Esto de las capas tectónicas me recuerda a un postre que se llama Isla flotante. En realidad, la corteza terrestre es como una isla flotante, una capa sólida y quebradiza sobre una masa viscosa. Nosotros estamos anclados, como podemos, encima de bloques despedazados que avanzan a la deriva chocando entre ellos. De ahí vienen los terremotos, como este que ha asolado a Marruecos. Me cae bien Marruecos, quizá sea por esa comunidad volcánica que tiene con las islas y con el sur de la Península. Tiembla la tierra en el Atlas y lo sienten en Murcia y en Granada, y hasta una señora de Tenerife asegura que notó cómo temblaba el móvil que llevaba entre las manos, ese apéndice que nos ha salido para ser el detector más eficaz de la realidad. Dependemos de esa condición común que nos liga, además de con la historia, con la geografía. Este es un argumento poderoso para que nuestra solidaridad con ese país vecino sea más extraordinaria, si cabe, que la del resto del mundo. Ya van por más de 2.000 muertos. Recuerdo el de Agadir que provocó 15.000, pero la vida es muy tozuda y, al cabo del tiempo, empezamos a hablar de que nos había salido un competidor en el negocio turístico. La gente olvida pronto, aplicando ese adagio tan certero que dice “el muerto al hoyo y el vivo al bollo”, que quiere decir que siempre acabaremos aprovechando el bisnes de la desgracia.
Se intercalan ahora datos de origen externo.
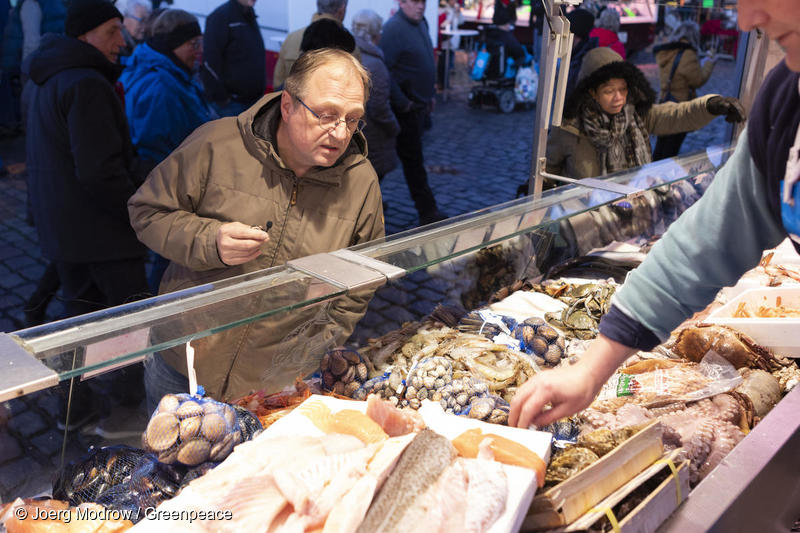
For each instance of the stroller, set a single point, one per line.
(498, 78)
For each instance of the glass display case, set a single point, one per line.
(460, 261)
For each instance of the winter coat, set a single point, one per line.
(225, 172)
(234, 59)
(571, 153)
(290, 50)
(606, 37)
(79, 155)
(162, 101)
(382, 127)
(689, 75)
(408, 53)
(53, 14)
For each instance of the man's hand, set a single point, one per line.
(728, 106)
(238, 243)
(569, 389)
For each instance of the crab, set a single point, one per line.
(737, 348)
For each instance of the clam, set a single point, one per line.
(361, 372)
(189, 408)
(189, 427)
(193, 452)
(168, 404)
(222, 449)
(213, 427)
(162, 431)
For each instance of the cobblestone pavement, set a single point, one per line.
(475, 158)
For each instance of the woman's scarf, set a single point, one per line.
(621, 140)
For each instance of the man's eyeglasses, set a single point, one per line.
(331, 122)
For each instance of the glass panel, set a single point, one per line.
(96, 340)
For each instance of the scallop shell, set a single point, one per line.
(168, 404)
(214, 427)
(193, 452)
(350, 388)
(222, 449)
(351, 356)
(189, 427)
(162, 431)
(361, 372)
(212, 407)
(189, 408)
(328, 380)
(168, 456)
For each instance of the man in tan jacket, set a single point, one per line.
(290, 49)
(295, 161)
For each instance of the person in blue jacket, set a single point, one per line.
(752, 205)
(163, 101)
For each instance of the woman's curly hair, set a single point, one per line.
(640, 93)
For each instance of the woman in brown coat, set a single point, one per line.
(681, 74)
(611, 113)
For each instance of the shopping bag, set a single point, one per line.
(481, 62)
(526, 85)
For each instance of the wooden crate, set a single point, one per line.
(653, 509)
(570, 499)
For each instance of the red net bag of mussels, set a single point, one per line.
(190, 430)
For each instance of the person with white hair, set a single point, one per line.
(135, 12)
(681, 74)
(382, 126)
(290, 49)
En la política también vivimos sobre capas tectónicas deslizantes. Ahora provocan grandes estrépitos cuando impactan entre ellas. Claro que son más controlables, pero las circunstancias sociales dicen que no se pueden evitar. Menos mal que estos movimientos desordenados son cíclicos, como los subterráneos que solo ven los geólogos, porque si no, estaríamos viviendo sobre una permanente zozobra. El mundo funciona así. Renace del cataclismo y esto le hace avanzar en progresos insospechados, mucho más insospechados y fuera de planificación que los que se puedan aprobar en los congresos de los partidos políticos. La Tierra es un pequeño planeta del sistema solar que gira a una velocidad vertiginosa. Es inestable, pero esa inestabilidad es la que hace posible el milagro al que llamamos vida. Medimos el tiempo en función de sus giros mientras estamos aparentemente quietos sobre su superficie en movimiento.
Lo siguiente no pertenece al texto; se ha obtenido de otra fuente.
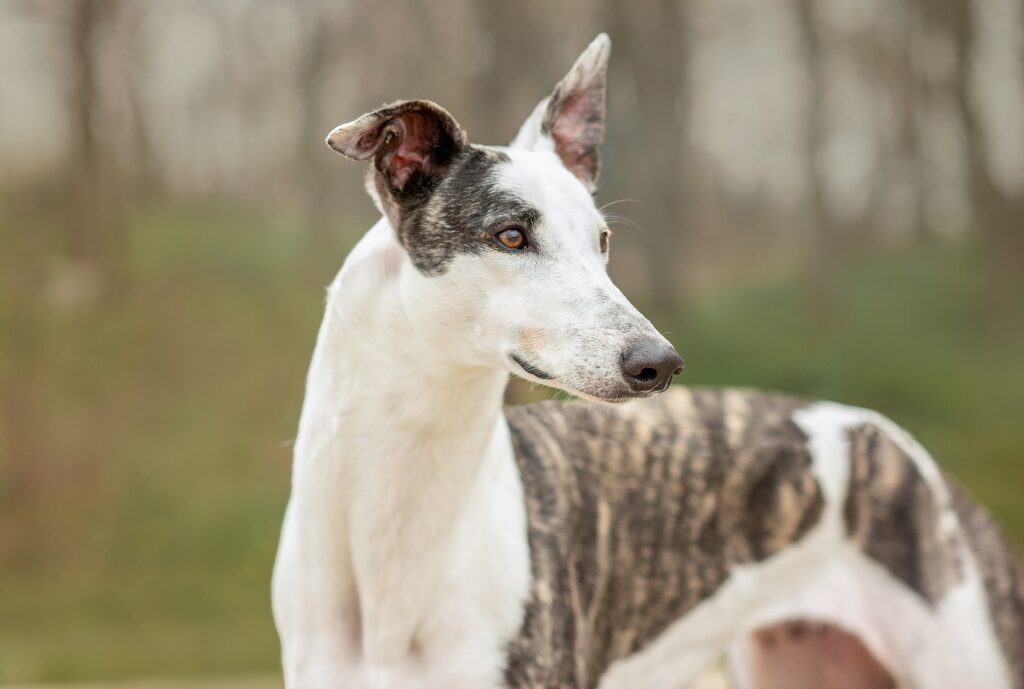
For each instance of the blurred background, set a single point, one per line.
(820, 197)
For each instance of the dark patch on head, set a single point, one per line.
(463, 212)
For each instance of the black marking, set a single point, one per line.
(529, 368)
(463, 214)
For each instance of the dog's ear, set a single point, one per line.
(570, 121)
(412, 142)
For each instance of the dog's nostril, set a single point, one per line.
(649, 363)
(646, 374)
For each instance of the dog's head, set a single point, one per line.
(506, 251)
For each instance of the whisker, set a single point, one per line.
(617, 201)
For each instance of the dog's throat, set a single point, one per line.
(529, 368)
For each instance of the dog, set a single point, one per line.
(434, 540)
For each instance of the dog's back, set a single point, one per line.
(646, 515)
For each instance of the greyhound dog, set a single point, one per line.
(434, 540)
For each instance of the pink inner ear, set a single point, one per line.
(578, 130)
(413, 153)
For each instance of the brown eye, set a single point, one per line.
(513, 239)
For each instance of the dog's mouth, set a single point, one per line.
(617, 395)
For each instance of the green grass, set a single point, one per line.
(142, 485)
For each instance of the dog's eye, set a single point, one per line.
(513, 238)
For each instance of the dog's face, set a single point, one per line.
(507, 252)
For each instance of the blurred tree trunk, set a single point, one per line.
(312, 75)
(92, 229)
(1000, 216)
(824, 230)
(656, 43)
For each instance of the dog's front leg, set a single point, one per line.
(315, 621)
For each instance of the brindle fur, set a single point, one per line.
(637, 514)
(1001, 575)
(896, 518)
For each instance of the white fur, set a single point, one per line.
(403, 559)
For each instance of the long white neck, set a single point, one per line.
(404, 465)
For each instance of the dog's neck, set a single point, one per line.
(410, 460)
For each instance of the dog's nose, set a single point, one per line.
(649, 364)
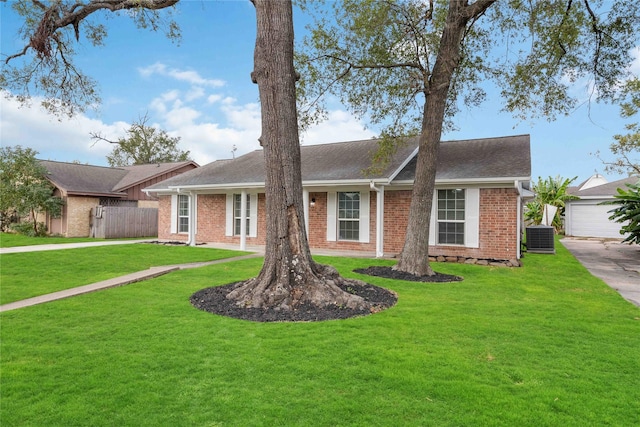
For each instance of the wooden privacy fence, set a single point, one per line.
(110, 222)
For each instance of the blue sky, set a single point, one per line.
(200, 90)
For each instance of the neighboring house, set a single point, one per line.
(586, 217)
(83, 187)
(477, 210)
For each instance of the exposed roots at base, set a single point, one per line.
(374, 299)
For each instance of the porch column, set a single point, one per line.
(243, 220)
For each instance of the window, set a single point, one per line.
(451, 216)
(237, 214)
(183, 213)
(349, 216)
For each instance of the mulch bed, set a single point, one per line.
(390, 273)
(214, 300)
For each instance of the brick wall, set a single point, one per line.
(78, 215)
(498, 224)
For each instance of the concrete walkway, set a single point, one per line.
(58, 246)
(617, 264)
(257, 251)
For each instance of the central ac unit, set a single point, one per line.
(540, 239)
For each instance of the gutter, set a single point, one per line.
(519, 217)
(379, 219)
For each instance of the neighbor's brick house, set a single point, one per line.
(83, 187)
(477, 210)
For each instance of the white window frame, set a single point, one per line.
(456, 211)
(175, 214)
(471, 221)
(230, 214)
(332, 215)
(237, 226)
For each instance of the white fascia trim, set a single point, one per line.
(472, 181)
(342, 183)
(403, 164)
(591, 198)
(235, 186)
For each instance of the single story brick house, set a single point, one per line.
(477, 210)
(83, 187)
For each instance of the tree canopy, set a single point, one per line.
(144, 144)
(409, 66)
(289, 279)
(25, 189)
(45, 65)
(626, 147)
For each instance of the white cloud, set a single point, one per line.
(209, 130)
(65, 140)
(635, 64)
(212, 99)
(340, 126)
(188, 76)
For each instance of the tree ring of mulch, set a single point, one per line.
(390, 273)
(214, 300)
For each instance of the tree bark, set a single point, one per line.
(414, 258)
(289, 276)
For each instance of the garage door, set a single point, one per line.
(591, 220)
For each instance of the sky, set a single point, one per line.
(200, 90)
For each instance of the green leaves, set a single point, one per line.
(145, 145)
(628, 212)
(552, 191)
(23, 185)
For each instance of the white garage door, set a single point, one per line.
(591, 220)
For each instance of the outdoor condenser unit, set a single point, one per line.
(540, 239)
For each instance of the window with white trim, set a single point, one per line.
(237, 214)
(349, 216)
(183, 213)
(451, 217)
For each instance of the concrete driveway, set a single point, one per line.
(616, 263)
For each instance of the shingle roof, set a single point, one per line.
(605, 190)
(503, 157)
(140, 173)
(478, 158)
(75, 178)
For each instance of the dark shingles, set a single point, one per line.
(505, 157)
(479, 158)
(84, 179)
(605, 190)
(77, 178)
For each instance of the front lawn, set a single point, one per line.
(8, 240)
(543, 345)
(26, 275)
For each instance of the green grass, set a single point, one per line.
(543, 345)
(8, 240)
(25, 275)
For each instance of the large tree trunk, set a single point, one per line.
(289, 276)
(414, 257)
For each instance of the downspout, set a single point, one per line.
(519, 219)
(192, 219)
(243, 220)
(305, 204)
(379, 219)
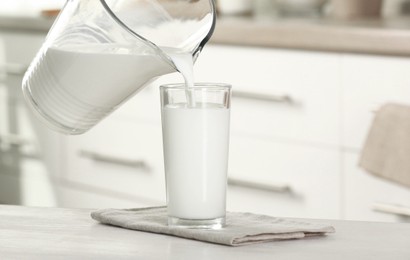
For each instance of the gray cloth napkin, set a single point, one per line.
(387, 148)
(241, 228)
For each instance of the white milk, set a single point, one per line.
(196, 160)
(78, 86)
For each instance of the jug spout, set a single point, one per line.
(98, 54)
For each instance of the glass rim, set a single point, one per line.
(198, 86)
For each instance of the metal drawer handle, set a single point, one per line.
(392, 209)
(285, 189)
(16, 140)
(13, 69)
(287, 99)
(140, 164)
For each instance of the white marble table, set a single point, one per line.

Por eso su transcurrir es tan relativo y lo que para nosotros es un año, que contabilizamos como un ejercicio presupuestario, para él es un instante en el proceso de su formación definitiva, moldeándose como una figura de barro en el torno de un alfarero. Pero no nos engañemos, todo es apariencia y la frecuencia con que se presentan los sismos es la misma con la que enloquecemos y creemos estar siendo víctimas del desorden. Yo, por ejemplo, tengo tiempo sobrado para escribir un texto como este cada día, mientras el sitio donde vivo completa un giro sobre sí mismo a una velocidad de 465,11 metros por segundo. Esto no sería nada si no fuera porque el hombre más veloz recorre 100 metros en 9,58 segundos, y llega a la meta con la lengua fuera. Cada vez que hay un terremoto, además de entristecerme con la desgracia, pienso en estas cosas, las relativizo y me doy cuenta de que todo lo que nos pasa obedece a la normalidad.
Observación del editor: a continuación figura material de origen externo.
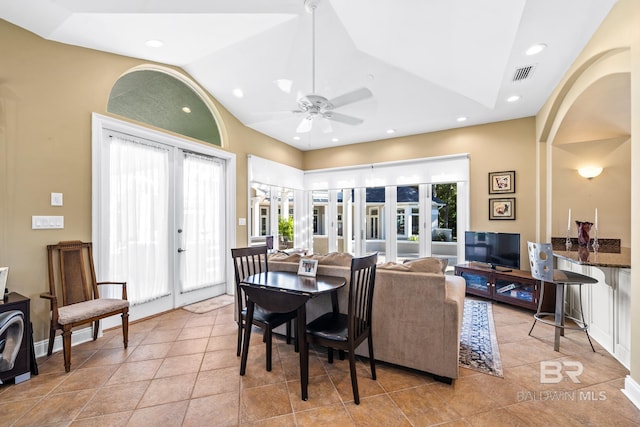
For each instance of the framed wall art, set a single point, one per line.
(504, 208)
(502, 182)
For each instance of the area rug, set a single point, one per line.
(478, 344)
(210, 304)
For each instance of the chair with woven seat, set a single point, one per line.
(345, 332)
(246, 262)
(541, 263)
(74, 296)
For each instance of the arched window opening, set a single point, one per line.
(164, 101)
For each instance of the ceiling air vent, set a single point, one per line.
(523, 73)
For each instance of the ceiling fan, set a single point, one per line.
(315, 106)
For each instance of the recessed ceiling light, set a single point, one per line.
(536, 49)
(284, 85)
(154, 43)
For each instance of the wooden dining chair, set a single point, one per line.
(346, 332)
(74, 297)
(248, 261)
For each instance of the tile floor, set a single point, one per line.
(181, 369)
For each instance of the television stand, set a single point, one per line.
(511, 286)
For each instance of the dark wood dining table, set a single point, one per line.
(282, 292)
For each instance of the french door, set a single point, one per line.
(162, 222)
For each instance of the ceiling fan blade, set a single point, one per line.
(342, 118)
(305, 125)
(351, 97)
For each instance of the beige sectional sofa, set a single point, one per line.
(417, 311)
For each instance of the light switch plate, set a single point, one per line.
(56, 199)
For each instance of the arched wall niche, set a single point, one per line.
(166, 99)
(590, 124)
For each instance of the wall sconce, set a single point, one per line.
(590, 172)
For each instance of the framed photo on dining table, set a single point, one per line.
(308, 267)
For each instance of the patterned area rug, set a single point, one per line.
(478, 343)
(210, 304)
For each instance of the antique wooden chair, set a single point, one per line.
(248, 261)
(73, 293)
(348, 331)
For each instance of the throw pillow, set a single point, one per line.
(426, 265)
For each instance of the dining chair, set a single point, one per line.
(346, 332)
(248, 261)
(541, 263)
(74, 297)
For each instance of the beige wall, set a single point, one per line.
(613, 51)
(502, 146)
(47, 94)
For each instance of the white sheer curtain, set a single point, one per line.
(138, 218)
(203, 232)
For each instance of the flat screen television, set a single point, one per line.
(494, 249)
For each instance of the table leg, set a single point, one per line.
(559, 316)
(301, 322)
(247, 336)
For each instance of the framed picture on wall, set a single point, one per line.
(504, 208)
(502, 182)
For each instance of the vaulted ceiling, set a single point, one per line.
(425, 62)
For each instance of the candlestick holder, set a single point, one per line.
(595, 245)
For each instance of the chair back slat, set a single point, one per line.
(541, 261)
(363, 274)
(248, 261)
Lo que es ciertamente milagroso es nuestro pensamiento, capaz de traspasar los límites del tiempo, capaz de vencer a lo inexorable, capaz de situarse por encima de la fatalidad que nos hace depender de un giro y de los avatares de una corteza enloquecida que baila sin control sobre un océano de fuego. El pensamiento es lo único que nos salva. Todo el problema consiste en que a veces nos despistamos, no estamos atentos, y permitimos que nos lo manipulen.